We think general perceptions underestimate the chances of eurozone inflation hitting 2% on a sustainable basis in the three- to five-year horizon. We expect EUR long-term yields to catch up with US long-term yields by H2, the EURUSD rising trend to resume, and European equities to strengthen.

Widening gap between EM and DM monetary policy

While our stronger growth outlook reinforces our reflationary views, we think the reaction functions of the US Federal Reserve and the ECB remain asymmetric, with both waiting to see inflation on a sustainable basis before tightening policy. We expect central banks in developed markets to maintain this asymmetry to the news flow, responding decisively to any downward shock and more cautiously to positive news on growth and inflation. This will be an opportunity for them to limit deflationary risk in the future.

In contrast, some emerging market countries have already tightened monetary policy and we expect a bigger wave of rate hikes ahead in Latam and CEEMEA.

We see three reasons for the emerging market – developed market gap:

  • Pressure from commodity prices, particularly food.
  • Inflation expectations being less-well anchored in EM than in DM.
  • Central bank reaction functions, with EM central banks maintaining traditional inflation-targeting in contrast to the flexibility adopted by the Fed and other DM central banks.

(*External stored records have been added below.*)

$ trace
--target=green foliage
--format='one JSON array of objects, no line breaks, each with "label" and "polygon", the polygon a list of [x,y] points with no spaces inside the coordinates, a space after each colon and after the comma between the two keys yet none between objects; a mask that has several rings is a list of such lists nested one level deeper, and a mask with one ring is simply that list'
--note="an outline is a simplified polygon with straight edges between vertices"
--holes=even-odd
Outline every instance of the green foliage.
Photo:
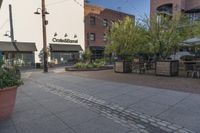
[{"label": "green foliage", "polygon": [[84,63],[84,62],[76,63],[74,67],[77,69],[90,69],[90,68],[102,68],[105,65],[106,65],[105,60],[97,59],[96,61],[92,63]]},{"label": "green foliage", "polygon": [[180,43],[193,35],[192,26],[186,16],[160,16],[159,19],[144,20],[148,34],[150,52],[165,59],[178,50]]},{"label": "green foliage", "polygon": [[115,53],[118,57],[126,60],[139,52],[146,52],[147,39],[143,37],[145,28],[135,24],[133,19],[126,17],[123,21],[116,22],[107,32],[110,45],[107,45],[105,53]]},{"label": "green foliage", "polygon": [[[2,62],[2,61],[0,61]],[[20,72],[15,67],[4,66],[0,63],[0,89],[12,86],[20,86],[23,84]]]},{"label": "green foliage", "polygon": [[185,55],[185,56],[182,56],[180,59],[183,61],[193,61],[195,58],[194,56],[191,56],[191,55]]}]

Reflation in the medium term

In essence, we think a mix of ingredients will prove reflationary in the medium term:

  • higher prices due to temporary factors and hence higher inflation expectations;
  • quicker slack absorption due to both stronger demand and negative supply shocks; and
  • accommodative monetary policy.

Recent developments, including higher oil and commodity prices, evidence of supply disruption and a fiscally-fuelled recovery, support our reflationary view, which is reflected in our forecasts for higher breakeven inflation in both the US and Europe over the next nine months.
We think there is scope for eurozone inflation expectations to catch up with the US once the recovery gains momentum in the second part of the year, and we expect the ECB to move in a decisively dovish direction with its strategy review set to conclude in September.
In emerging markets, we now foresee headline inflation peaking higher this year than we previously thought.

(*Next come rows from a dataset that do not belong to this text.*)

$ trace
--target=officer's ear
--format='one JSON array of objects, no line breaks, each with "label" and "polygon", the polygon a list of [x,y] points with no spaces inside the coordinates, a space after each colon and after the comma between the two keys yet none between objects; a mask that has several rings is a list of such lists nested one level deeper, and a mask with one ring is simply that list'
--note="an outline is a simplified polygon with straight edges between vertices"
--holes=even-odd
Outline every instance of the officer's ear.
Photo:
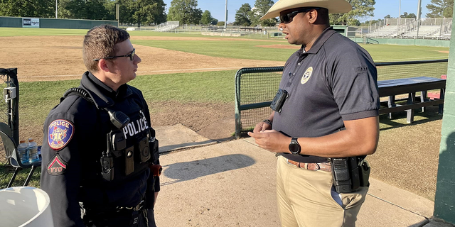
[{"label": "officer's ear", "polygon": [[104,58],[102,58],[98,61],[98,69],[106,72],[109,72],[109,68],[112,67],[112,65],[113,64],[112,62]]}]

Europe continues to lead in sustainable finance

With the Sustainable Finance Disclosure Regulation (SFDR) that came into force early March and the ECB’s strategy review to include sustainability measures, Europe has clearly taken the lead on regulation and policy in this space.
The relevance of climate change to the ECB’s price stability mandate is likely to result in two sets of measures in its strategy review:

  • Protective approach: At a minimum, we expect the ECB to require the disclosure of climate risks for all assets it accepts on its balance sheet. As well as protecting its balance sheet from climate change-related risks, the ECB would use its pivotal position in the financial system to further the disclosure of such risks in order to help the market price them more adequately.
  • Proactive approach: The ECB is also likely to deviate from market neutrality in its corporate asset purchases by underweighting issuers with higher climate-related risks.

This strong EU regulatory power is likely to boost sustainable investing, impacting equities, rates, and certain sectors such as energy.

Finally, we expect green bond issuance to grow by 50% in 2021, led by European issuers.